Hi all!
I am working on a dataset of ~300 samples with ~5000 data-points each - ranged between 0 and 1. I am interested in:
- Group samples for similarity;
- Find the differences between groups;
Would make sense to train an autoencoder to reduce the dimensionality to N points. Take the output of the encoder and use it as the input of an unsupervised algorithm (KNN, DBSCAN)?
if so, is it correct to use a sigmoid and relu activation for the encoder and decoder, respectively?
The AE architecture:
class AE(nn.Module):
def __init__(self):
super().__init__()
self.encoder_hidden_layer_1 = nn.Linear(in_features=4979 , out_features=3000)
self.encoder_hidden_layer_2 = nn.Linear(in_features=3000, out_features=1500)
self.encoder_output_layer = nn.Linear(in_features=1500, out_features=10)
self.decoder_hidden_layer_1 = nn.Linear(in_features=10, out_features=512)
self.decoder_hidden_layer_2 = nn.Linear(in_features=512, out_features=2000)

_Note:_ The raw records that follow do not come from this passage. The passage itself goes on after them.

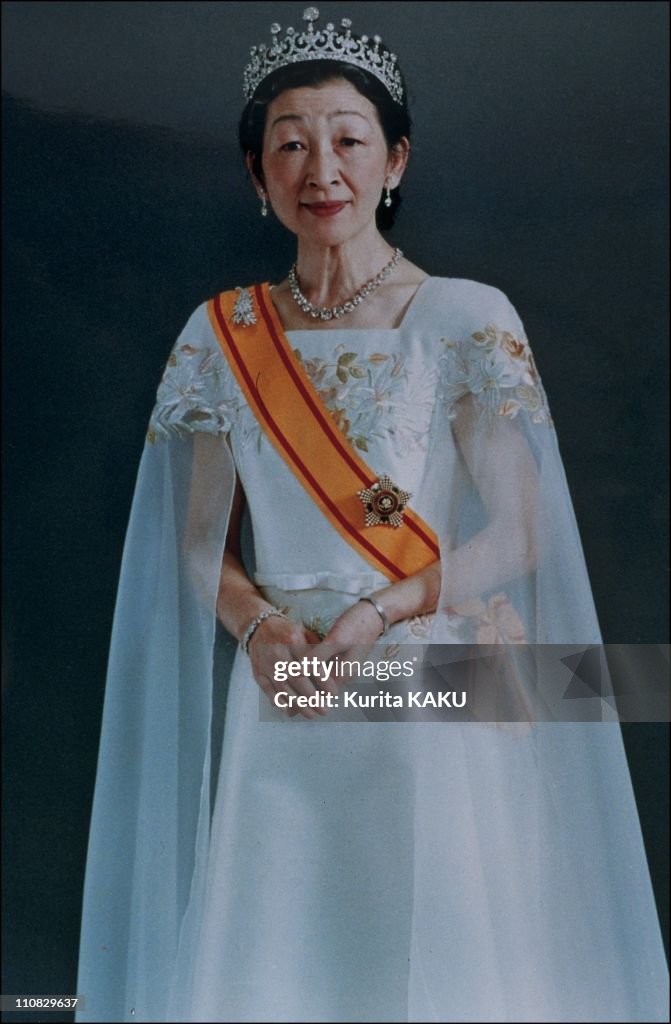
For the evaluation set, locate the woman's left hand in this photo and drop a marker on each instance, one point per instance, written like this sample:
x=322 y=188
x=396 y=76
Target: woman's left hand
x=351 y=636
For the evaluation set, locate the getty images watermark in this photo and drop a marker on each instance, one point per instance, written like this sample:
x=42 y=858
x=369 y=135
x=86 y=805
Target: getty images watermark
x=474 y=683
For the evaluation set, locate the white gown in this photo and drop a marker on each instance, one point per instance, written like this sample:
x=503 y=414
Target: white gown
x=361 y=870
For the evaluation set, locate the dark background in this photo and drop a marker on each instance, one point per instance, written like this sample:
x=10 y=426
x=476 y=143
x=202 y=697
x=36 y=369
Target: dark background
x=539 y=165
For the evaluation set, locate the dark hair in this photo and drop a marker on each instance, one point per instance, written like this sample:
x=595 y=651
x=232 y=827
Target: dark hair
x=394 y=118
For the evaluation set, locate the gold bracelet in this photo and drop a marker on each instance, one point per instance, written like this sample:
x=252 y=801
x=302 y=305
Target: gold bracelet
x=381 y=612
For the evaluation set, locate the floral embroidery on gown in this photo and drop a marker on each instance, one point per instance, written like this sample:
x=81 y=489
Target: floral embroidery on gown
x=360 y=870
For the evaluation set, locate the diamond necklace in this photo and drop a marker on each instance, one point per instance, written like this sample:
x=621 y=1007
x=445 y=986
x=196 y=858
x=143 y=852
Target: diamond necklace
x=334 y=312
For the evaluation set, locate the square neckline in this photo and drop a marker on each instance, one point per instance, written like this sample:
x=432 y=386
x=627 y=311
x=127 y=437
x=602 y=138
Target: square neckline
x=360 y=330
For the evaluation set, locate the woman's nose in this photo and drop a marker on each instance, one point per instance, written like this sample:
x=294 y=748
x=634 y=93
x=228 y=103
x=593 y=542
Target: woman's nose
x=322 y=171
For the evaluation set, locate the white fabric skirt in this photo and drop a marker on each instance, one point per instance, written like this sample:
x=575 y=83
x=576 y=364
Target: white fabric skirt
x=421 y=871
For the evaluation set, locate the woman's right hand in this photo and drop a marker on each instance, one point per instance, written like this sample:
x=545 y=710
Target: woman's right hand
x=278 y=639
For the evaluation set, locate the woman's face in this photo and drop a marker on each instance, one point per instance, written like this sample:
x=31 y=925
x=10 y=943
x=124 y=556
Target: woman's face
x=326 y=162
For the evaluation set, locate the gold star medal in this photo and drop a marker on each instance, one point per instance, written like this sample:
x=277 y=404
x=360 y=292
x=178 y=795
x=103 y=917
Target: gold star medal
x=384 y=503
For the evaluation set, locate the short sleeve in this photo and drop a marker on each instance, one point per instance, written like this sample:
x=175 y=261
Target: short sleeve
x=492 y=360
x=197 y=391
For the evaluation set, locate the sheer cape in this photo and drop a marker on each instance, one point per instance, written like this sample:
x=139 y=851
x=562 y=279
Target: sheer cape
x=513 y=572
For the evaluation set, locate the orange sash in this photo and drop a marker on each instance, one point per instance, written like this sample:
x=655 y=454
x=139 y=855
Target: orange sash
x=304 y=434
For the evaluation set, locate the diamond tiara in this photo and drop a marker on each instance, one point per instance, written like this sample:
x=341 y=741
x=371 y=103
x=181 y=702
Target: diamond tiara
x=323 y=44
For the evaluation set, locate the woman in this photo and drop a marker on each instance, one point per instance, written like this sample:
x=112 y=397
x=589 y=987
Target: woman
x=389 y=436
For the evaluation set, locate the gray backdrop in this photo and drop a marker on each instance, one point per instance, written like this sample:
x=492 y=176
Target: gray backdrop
x=539 y=165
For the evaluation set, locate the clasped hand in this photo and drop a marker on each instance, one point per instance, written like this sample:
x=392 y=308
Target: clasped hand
x=276 y=639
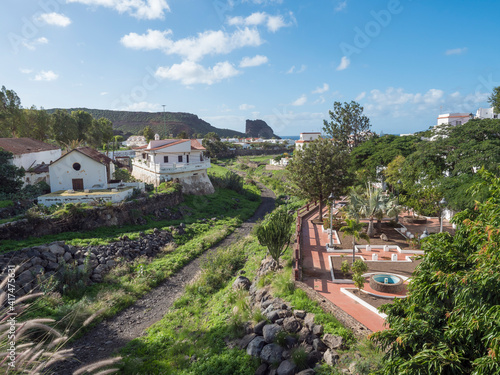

self.decoder_output_layer = nn.Linear(in_features=2000, out_features=4979)
def forward(self, features):
x = self.encoder_hidden_layer_1(features)
x = F.relu(x)
x = self.encoder_hidden_layer_2(x)
x = F.relu(x)
x = self.encoder_output_layer(x)
encoded = F.sigmoid(x)
x = self.decoder_hidden_layer_1(x)
x = F.relu(x)
x = self.decoder_hidden_layer_2(x)
x = F.relu(x)
x = self.decoder_output_layer(x)
decoded = F.relu(x)
return decoded, encoded